Poi, Papini espone le ragioni per le quali sarebbe bene esser pragmatisti. Non sono da sdegnare, a suo avviso, i guadagni spirituali di chi è o diventa pragmatista e, presentati a modo suo, con la consueta enfasi persuasoria, non si possono non apprezzare. Sono: guadagno di tempo (per via dell’epurazione delle “questioni insolubili” o dei pretesi “enigmi dell’universo” dalla riflessione), eccitamento mentale (“che dà la coscienza della nostra padronanza sopra i concetti scientifici e sopra la nostra mente e il sentire la plasticità della conoscenza e l’aprirsi di sfere sempre più larghe di possibilità offerte dalla immaginazione deduttiva e dal potere dell’anima umana sopra l’universo”) il suo carattere di cosa non finita (“che può offrire, perciò, a quelli che vi si rivolgono la possibilità di poterla sviluppare e trasformare, di essere cioè non solo seguaci ma nello stesso tempo dei creatori”) e la comodità (“che il Pragmatismo offre di non essere di per sé una metafisica ma di permettere il godimento estetico o morale delle metafisiche esistenti o possibili”).

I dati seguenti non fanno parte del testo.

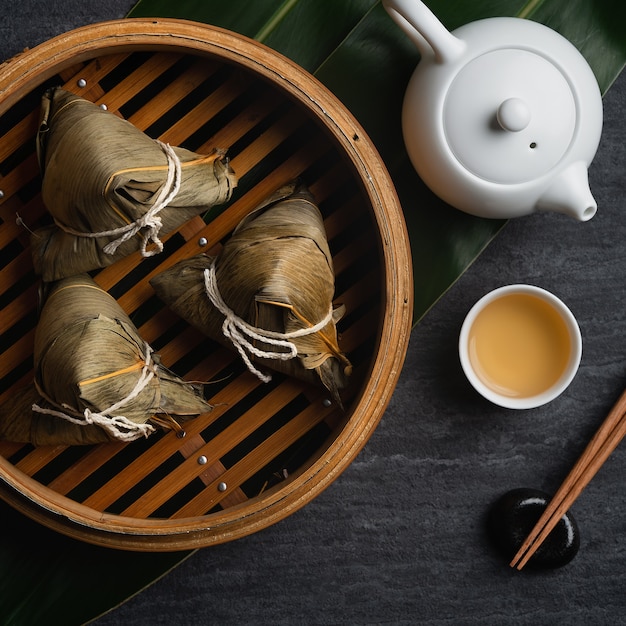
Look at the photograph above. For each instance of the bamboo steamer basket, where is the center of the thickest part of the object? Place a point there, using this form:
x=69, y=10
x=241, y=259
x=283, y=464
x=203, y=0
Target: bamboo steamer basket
x=265, y=450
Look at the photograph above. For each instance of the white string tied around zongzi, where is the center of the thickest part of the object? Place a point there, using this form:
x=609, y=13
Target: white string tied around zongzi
x=236, y=330
x=150, y=221
x=118, y=426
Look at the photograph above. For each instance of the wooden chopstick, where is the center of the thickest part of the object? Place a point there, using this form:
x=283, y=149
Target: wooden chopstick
x=598, y=450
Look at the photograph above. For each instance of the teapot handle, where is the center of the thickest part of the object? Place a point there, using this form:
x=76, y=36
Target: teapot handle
x=425, y=30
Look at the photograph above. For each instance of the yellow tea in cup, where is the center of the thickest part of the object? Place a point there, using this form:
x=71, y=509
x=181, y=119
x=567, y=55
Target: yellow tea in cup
x=520, y=346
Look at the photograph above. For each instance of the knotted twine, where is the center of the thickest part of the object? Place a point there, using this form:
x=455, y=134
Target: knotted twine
x=149, y=220
x=118, y=426
x=236, y=329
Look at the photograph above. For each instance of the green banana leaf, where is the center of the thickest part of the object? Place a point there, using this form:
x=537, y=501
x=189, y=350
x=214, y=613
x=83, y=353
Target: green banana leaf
x=366, y=61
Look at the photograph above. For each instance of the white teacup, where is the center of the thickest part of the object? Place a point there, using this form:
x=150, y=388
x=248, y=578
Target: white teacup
x=520, y=346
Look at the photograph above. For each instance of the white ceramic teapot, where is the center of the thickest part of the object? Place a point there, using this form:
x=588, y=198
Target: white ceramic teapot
x=502, y=117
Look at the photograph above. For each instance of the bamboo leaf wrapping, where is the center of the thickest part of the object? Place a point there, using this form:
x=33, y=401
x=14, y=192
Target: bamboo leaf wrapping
x=275, y=273
x=89, y=355
x=101, y=173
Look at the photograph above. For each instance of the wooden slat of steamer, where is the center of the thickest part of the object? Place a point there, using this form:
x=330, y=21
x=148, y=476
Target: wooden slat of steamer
x=154, y=67
x=163, y=449
x=215, y=449
x=160, y=450
x=213, y=103
x=176, y=91
x=221, y=226
x=234, y=476
x=23, y=303
x=177, y=350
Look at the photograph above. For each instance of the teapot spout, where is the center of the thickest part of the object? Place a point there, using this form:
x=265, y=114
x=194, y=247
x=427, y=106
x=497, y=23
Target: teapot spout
x=569, y=193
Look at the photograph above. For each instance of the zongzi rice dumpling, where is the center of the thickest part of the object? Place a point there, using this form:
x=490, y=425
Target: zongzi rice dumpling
x=268, y=293
x=95, y=378
x=111, y=189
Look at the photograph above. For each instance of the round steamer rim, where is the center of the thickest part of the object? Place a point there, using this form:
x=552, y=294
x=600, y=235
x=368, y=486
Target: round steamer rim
x=29, y=69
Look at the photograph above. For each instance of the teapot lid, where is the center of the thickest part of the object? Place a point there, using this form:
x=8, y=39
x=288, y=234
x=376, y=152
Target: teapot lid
x=510, y=115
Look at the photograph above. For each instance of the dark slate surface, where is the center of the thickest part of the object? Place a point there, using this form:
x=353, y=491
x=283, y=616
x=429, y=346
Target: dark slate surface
x=399, y=538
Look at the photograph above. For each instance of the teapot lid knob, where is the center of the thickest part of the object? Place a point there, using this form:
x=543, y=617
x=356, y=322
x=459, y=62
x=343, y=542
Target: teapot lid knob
x=513, y=115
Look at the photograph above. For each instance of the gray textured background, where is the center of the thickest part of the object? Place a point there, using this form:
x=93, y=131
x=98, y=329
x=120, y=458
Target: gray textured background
x=399, y=538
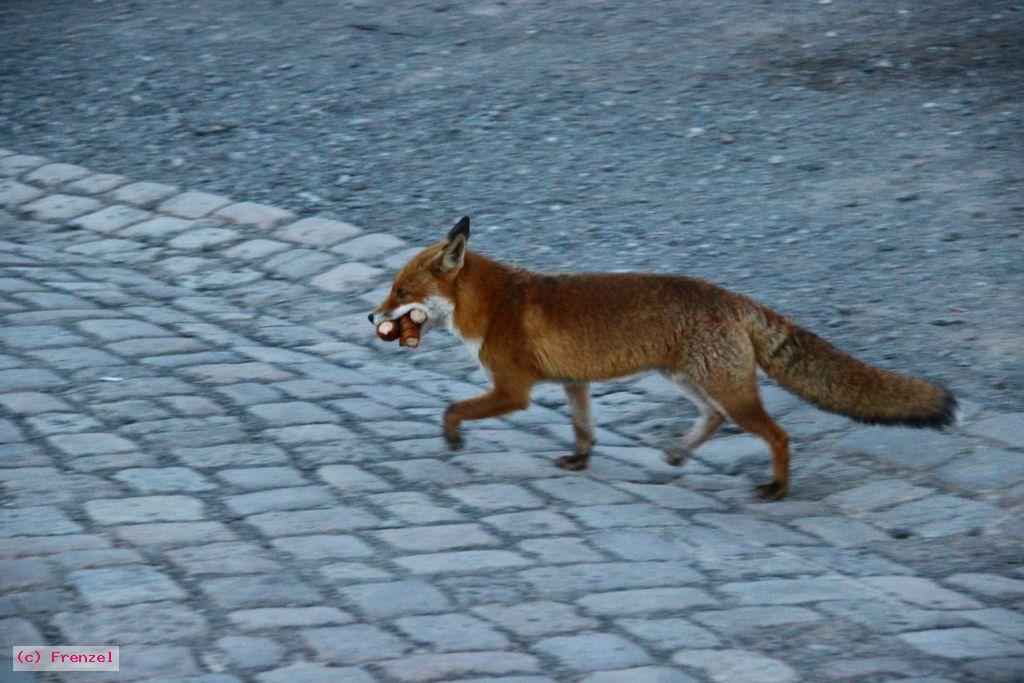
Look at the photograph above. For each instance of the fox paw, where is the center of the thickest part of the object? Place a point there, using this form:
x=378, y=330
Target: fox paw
x=572, y=463
x=454, y=439
x=676, y=456
x=775, y=491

Ne Il Pragmatismo messo in ordine 103. di Papini, prima di una breve analisi sui possibili antenati del Pragmatismo, troviamo l’esposizione del “carattere predominante” della dottrina.
«Questo carattere si può dire, con brutta parola, il disirrigidimento delle teorie e delle credenze, cioè il riconoscere il puro loro valore strumentale; il dire che esse valgono, cioè, soltanto relativamente a un fine o a un ordine di fini e che perciò sono suscettibili di essere cambiate, mutate e trasformate ove occorra» 104.